È un loop continuo di scene che si ripetono, opere che prendono forma e vita nella pellicola, un mondo in cui i pianoforti sono fontane, in cui i sogni dettano il tempo del reale, e le scene guardano alla sua arte con piccoli riferimenti sottili: un teschio, un paesaggio, una firma compaiono e partecipano all’economia del film. Quest’opera è come un subconscio pulsante che rilascia immagini, suggestioni, considerazioni, anche assurde dell’artista spagnolo, e non teme di farlo sembrare anche ridicolo, un po’ bigotto, uno degli uomini forse più pieni di sé che potesse esistere, che parla di sé solo in terza persona, che non ha attenzioni se non per se stesso, e che invoca solo il proprio genio. Il film è sia un omaggio a Dalí, ispirato al cinema di Buñuel, ma è anche un omaggio al cinema dei Monty Python, ed è in fin dei conti un’opera che rifiuta di prendersi sul serio.

Daaaaaali! non è affatto un film su un Salvador Dalí, ma su tanti Salvador Dalí: ad interpretare l’artista spagnolo sono diversi attori che si contendono la sua presenza scenica, uno è anziano e si muove su una sedia a rotelle, uno è piuttosto corpulento e ha perso alcuni denti, un altro è particolarmente enfatico e esagera volutamente nell’imitare l’accento dell’artista.
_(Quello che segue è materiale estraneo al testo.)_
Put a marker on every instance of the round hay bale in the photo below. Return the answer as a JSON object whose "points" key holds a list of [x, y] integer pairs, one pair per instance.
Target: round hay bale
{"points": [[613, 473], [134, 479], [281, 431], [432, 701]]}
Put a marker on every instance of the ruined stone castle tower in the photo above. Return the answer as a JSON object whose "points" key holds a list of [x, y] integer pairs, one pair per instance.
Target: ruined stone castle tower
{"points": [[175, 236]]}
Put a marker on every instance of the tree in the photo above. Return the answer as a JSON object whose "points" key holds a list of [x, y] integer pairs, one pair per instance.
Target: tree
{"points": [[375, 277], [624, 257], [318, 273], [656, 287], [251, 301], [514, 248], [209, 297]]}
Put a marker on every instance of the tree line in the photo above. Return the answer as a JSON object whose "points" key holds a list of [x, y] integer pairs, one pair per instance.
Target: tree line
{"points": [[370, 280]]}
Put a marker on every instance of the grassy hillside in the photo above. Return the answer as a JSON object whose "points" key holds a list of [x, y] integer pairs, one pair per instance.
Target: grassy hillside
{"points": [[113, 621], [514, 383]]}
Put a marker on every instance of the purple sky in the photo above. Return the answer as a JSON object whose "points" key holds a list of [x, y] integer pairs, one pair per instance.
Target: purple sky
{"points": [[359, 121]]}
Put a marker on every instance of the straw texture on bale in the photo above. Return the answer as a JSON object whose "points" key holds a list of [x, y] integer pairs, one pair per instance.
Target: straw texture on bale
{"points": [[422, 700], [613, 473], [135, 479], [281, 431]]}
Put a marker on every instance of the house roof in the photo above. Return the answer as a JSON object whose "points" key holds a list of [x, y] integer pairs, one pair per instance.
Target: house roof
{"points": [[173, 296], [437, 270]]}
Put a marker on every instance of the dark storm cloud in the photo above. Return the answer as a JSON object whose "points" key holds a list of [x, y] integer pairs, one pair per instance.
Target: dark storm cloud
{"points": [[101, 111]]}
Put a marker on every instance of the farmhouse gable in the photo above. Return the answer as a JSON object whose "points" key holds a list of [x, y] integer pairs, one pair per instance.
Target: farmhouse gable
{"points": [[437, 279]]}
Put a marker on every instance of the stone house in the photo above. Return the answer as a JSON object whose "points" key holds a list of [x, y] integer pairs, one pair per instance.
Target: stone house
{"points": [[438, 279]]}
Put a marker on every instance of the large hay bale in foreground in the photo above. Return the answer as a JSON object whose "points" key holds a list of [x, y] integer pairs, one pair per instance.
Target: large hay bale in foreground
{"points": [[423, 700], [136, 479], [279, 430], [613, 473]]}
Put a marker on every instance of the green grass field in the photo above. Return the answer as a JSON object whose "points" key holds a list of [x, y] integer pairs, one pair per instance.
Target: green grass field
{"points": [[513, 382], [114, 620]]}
A volte Salvador Dalí cambia nel bel mezzo della scena o addirittura ne compaiono due contemporaneamente.

Un tipico film di Dupieux che raggiunge un nuovo livello di demenzialità senza perdere mai l’intuizione e la sagacia. Guardando il film abbiamo davanti un orizzonte sconfinato di senso e significato: potrebbe essere tutto parte di un sogno raccontato a Dalí durante una cena, o potrebbe essere il ricordo di un prete che spara o viene sparato da un cowboy, potrebbe essere l’artista spagnolo che si ritrova intrappolato nelle sabbie mobili del tempo, incapace di sfuggire alla sua immaginazione.